Production from the Eagle Ford unconventional oil play in South Texas is expected to keep growing through 2014 and to break the 1.5 million barrel per day (bpd) mark in 2015, an analyst told attendees at the Platts’ North America Crude Conference in Houston Feb. 27-28.

Between now and the end of 2018, 4.4 million barrels of crude are expected to be produced in North America, said Suzanne Minter, manager of crude and natural gas analysis with Bentek Energy. In 2013, 1.2 million barrels per day (bpd) of crude production was grown; crude production this year will exceed that number, Minter noted.

While infrastructure projects will bring this crude production to market, little has been done to grow incremental demand in the North America Lower 48 market, Minter noted. For this reason, the light crude market should be pretty aggressive and competitive in the near-term; by year end, Bentek believes that North America crude production will have pushed out all light sweet waterborne imports, Minter said.

Last year was phenomenal in terms of oil production. In 2012, North America crude production grew 10 percent year over year; in 2013, it grew 17 percent year over year to 1.4 million bpd. This growth comes on the heels of decades of consistent but gradual decline, Minter said. North America crude production has experienced a “strong, quick” reversal to the steady, gradual decline previously seen in oil production.

“For every barrel we produced, we have pushed out one corresponding barrels of crude, which says that, in 2013, we imported 1.2 million bpd less than in 2012,” said Minter.

Bentek anticipates the production boom to continue, with lots of natural gas liquids and crude oil coming online, based on the number of rigs active in the middle of the North American continent. The rig count declined from 2011 to 2012, yet production increased. In 2013, more rigs were brought back into the fleet because demand and prices incentivized operators to do so. This increase in the rig fleet will bring even more production online, Minter noted.

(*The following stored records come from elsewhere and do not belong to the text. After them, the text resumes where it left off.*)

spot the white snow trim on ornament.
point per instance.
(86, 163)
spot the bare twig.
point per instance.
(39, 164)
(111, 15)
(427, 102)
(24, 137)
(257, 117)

Most North America plays win in terms of initial rates of return (IRR). Light condensate will continue to lead production growth, but notable growth also is occurring in heavy crude production, Minter noted.

Eagle Ford production will continue to grow through 2014, fueling a reduction in net crude imports and driving exports of refined products in the U.S. to pre-1990 levels, according to a January 2014 research report from GlobalData. Companies are expected to spend around $30 billion in capital during 2014.

The Eagle Ford boasts an even larger resource than initially thought, as companies successfully down-space wells, creating more drilling locations with each well producing increasingly more, said Taryn Slimm, GlobalData’s lead analyst for U.S. onshore, said in a Jan. 6 press release.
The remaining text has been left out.